Es un hecho que mientras estuvieron vivos, algunos de los protagonistas de la Revolución de Octubre se hicieron notar en el ámbito intelectual de nuestro país, a veces de manera quizás un poco exagerada. Asimismo, esta gesta se ha exaltado durante décadas y se han mostrado sus aciertos, minimizando y a veces hasta ocultando sus desaciertos. Sin embargo, hoy que trato de verlo de manera desapasionada y objetiva, para mí sigue siendo una verdad que en medio de todos los errores que se cometieron, de las injusticias, que también las hubo, de las exclusiones y discriminaciones (recuerdo en este sentido el testimonio de Cardoza y Aragón que expresó cómo el país lo “expulsó minuciosamente”), esos diez años fueron los más dignos de nuestra Historia.
Y sobre esa dignidad, sobre esa certeza de saber que como sociedad en un tiempo no tan lejano pudimos ser y fuimos mejores, estoy convencida que vale la pena hablar, insistir, reiterar hasta el cansancio. Sobre todo entre esa juventud que mira con desaliento y total falta de esperanza su entorno, y ve con un anhelo casi desenfrenado la posibilidad de irse de Guatemala y no volver jamás.
Surge entonces, considero, la necesidad de cuestionarnos de nuevo sobre temas tan generales como si, ¿debemos o no estudiar Historia? ¿Sirve para algo? Aunque las respuestas caigan por su propio peso, para algunos todavía no queda claro, pues creen que no es útil ni efectivo. No obstante, me pregunto, ¿de qué otra manera -si no es a través del estudio de nuestro pasado- un joven puede comprender por qué “estamos como estamos”? ¿De qué otra forma puede aprender a amar su patria, a las personas que la habitan, si no es por medio de la comprensión de su situación, de sus luchas, de sus triunfos y fracasos? ¿De qué otra manera puede aprenderse a no cometer una y otra vez los mismos errores? Personalmente estoy convencida que sólo a través del estudio de saber quiénes fuimos, quiénes somos, quiénes podríamos llegar a ser. Aun cuando estas preguntas y sus respuestas suenen como si estuviese descubriendo el agua azucarada.

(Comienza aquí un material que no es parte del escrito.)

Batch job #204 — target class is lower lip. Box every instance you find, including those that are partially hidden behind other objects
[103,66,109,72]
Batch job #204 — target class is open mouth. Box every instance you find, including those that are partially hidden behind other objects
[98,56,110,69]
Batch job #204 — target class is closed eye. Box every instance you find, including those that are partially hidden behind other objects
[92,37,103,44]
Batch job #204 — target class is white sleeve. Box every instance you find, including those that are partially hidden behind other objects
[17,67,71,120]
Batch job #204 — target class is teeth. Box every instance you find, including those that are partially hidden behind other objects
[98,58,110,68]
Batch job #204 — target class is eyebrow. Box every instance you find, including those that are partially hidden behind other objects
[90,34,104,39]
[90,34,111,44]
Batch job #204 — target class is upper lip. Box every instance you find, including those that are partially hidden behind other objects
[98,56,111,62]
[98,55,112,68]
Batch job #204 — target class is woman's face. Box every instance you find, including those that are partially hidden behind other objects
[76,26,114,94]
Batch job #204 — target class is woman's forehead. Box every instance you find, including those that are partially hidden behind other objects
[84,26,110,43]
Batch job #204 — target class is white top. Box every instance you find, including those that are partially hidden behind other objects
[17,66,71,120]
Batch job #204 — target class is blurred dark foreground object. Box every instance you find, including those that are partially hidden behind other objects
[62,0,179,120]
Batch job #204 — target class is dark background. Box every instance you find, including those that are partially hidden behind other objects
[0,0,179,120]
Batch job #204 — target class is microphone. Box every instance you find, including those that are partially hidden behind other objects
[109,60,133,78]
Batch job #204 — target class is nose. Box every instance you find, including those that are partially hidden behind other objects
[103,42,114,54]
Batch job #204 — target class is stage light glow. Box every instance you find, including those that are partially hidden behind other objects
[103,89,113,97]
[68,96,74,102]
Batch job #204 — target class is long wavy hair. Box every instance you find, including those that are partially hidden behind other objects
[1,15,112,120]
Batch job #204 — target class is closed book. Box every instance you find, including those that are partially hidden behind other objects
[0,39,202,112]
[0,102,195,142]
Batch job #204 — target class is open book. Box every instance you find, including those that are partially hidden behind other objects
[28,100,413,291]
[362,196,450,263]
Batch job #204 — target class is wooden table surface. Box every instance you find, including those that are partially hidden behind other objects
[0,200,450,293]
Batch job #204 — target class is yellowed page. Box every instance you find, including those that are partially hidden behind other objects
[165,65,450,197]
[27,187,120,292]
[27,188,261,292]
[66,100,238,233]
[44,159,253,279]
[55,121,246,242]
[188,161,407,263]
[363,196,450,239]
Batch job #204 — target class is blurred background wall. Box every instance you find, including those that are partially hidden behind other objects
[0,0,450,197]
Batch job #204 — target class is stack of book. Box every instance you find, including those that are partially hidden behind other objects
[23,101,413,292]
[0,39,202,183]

Y sí, lo reconozco, a riesgo de parecer anticuada o fuera de lugar, si pudiera elegir entre una sociedad que carece de memoria histórica como la nuestra y otra que exaltara su historia con excesos, me quedaría con esta última. Reconozco también que me gustaría que mi sociedad fuera más luchadora, más esperanzada, más pujante, más cuestionadora, más beligerante. De esto también estoy convencida, sólo podremos empezar a lograrlo cuando el estudio de nuestra Historia sea efectivo y constante.